Но основное отторжение вызывают не исполнители и музыкальное воплощение, а само действие. Временами мутное, не слишком удачно организованное в пространстве, оно не захватывает. Между тем здесь есть оригинальные решения. Сцена в театре и клиническая смерть Князя, на мой взгляд, придуманы интересно. Опять же если бы варьете было повыразительнее и стильнее. Очень хорош переход Князя в жизненное закулисье. Чуть повеяло черняковским «Градом Китежем», фильмом «Весь этот джаз» Боба Фосса… Но никаких сравнений, это контрпродуктивно!

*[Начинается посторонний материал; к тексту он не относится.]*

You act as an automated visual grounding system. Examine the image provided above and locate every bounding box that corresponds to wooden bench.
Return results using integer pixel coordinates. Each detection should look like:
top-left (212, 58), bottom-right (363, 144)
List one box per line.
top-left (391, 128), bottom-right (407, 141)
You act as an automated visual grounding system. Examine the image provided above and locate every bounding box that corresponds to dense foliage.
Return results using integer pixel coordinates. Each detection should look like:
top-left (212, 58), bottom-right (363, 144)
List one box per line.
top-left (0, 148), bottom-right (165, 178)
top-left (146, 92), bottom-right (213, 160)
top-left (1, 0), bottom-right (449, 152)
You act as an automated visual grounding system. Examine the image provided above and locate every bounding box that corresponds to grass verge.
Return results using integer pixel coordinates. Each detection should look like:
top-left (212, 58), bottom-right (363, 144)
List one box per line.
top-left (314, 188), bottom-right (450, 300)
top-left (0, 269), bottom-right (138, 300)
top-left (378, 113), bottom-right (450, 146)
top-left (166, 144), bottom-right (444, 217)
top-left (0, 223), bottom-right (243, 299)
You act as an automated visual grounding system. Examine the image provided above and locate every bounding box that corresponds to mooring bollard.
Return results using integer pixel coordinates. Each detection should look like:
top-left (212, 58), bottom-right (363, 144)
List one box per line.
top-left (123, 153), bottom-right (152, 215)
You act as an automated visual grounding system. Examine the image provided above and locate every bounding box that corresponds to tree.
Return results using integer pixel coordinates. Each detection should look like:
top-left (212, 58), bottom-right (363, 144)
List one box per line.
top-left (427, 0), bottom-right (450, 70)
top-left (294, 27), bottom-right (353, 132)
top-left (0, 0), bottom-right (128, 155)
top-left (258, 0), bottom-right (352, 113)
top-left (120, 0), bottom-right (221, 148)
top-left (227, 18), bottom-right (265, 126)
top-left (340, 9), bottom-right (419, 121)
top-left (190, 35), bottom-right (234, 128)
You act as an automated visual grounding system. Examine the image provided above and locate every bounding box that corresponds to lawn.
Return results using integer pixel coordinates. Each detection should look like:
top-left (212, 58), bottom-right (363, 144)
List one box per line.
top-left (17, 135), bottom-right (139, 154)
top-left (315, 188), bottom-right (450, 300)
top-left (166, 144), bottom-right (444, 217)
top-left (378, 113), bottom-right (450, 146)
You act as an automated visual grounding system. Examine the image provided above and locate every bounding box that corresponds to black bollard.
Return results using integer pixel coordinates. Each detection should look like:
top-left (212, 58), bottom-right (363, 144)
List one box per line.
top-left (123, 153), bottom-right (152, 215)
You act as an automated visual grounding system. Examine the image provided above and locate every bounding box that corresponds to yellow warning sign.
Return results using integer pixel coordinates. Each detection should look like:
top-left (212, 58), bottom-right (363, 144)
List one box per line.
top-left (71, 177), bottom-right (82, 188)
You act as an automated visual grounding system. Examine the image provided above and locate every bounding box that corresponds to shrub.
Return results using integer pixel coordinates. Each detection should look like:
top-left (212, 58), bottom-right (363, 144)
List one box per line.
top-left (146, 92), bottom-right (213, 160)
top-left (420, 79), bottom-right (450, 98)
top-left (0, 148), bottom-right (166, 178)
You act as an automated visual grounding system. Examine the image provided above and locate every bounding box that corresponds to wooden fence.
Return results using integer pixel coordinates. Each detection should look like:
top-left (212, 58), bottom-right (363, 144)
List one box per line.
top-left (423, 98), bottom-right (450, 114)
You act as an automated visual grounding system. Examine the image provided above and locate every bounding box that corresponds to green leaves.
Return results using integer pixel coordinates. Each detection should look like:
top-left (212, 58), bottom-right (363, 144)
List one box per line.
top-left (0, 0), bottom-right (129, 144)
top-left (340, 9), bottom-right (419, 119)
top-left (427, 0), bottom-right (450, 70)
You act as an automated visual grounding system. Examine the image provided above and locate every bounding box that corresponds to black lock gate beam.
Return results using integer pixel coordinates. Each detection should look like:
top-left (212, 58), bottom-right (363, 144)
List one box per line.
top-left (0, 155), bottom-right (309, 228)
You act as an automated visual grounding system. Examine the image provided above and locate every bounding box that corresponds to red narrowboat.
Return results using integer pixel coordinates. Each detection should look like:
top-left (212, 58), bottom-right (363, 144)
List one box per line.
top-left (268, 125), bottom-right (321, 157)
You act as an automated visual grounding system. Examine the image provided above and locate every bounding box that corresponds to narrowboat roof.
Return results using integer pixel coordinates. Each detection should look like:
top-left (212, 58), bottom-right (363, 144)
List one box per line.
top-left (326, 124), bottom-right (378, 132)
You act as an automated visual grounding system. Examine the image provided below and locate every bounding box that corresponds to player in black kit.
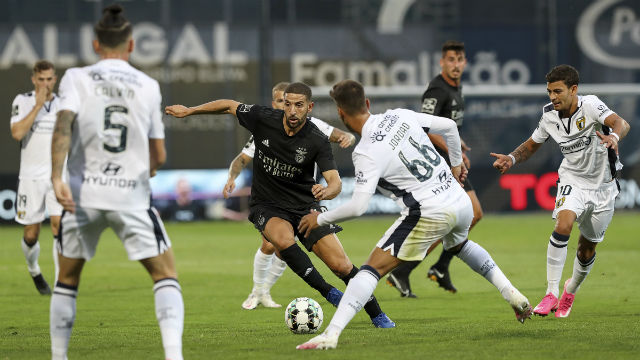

В отличие от многих оперных постановок в спектакле Бархатова все-таки есть мысль, проведенная вполне последовательно и убежденно. Но при этом в нем отсутствует режиссерская страстность, он, как многие работы этого режиссера, выстроен рационально и умозрительно. Отсутствие эмоциональных акцентов временами делает драматургию спектакля нестерпимо рыхлой, два с половиной акта зритель практически скучает, и только далеко за половину спектакля получает некий заряд мысли-эмоции. Но не каждый дотянет до этого.

Остается надеяться, что спектакль со временем соберется. Если же этого не произойдет, интересно задуманная работа может так и не найти своей публики, ибо музыка, по большей части тоже не согретая душевным теплом, оставит зрителя-слушателя равнодушным, а вялость сценических решений – скучающим.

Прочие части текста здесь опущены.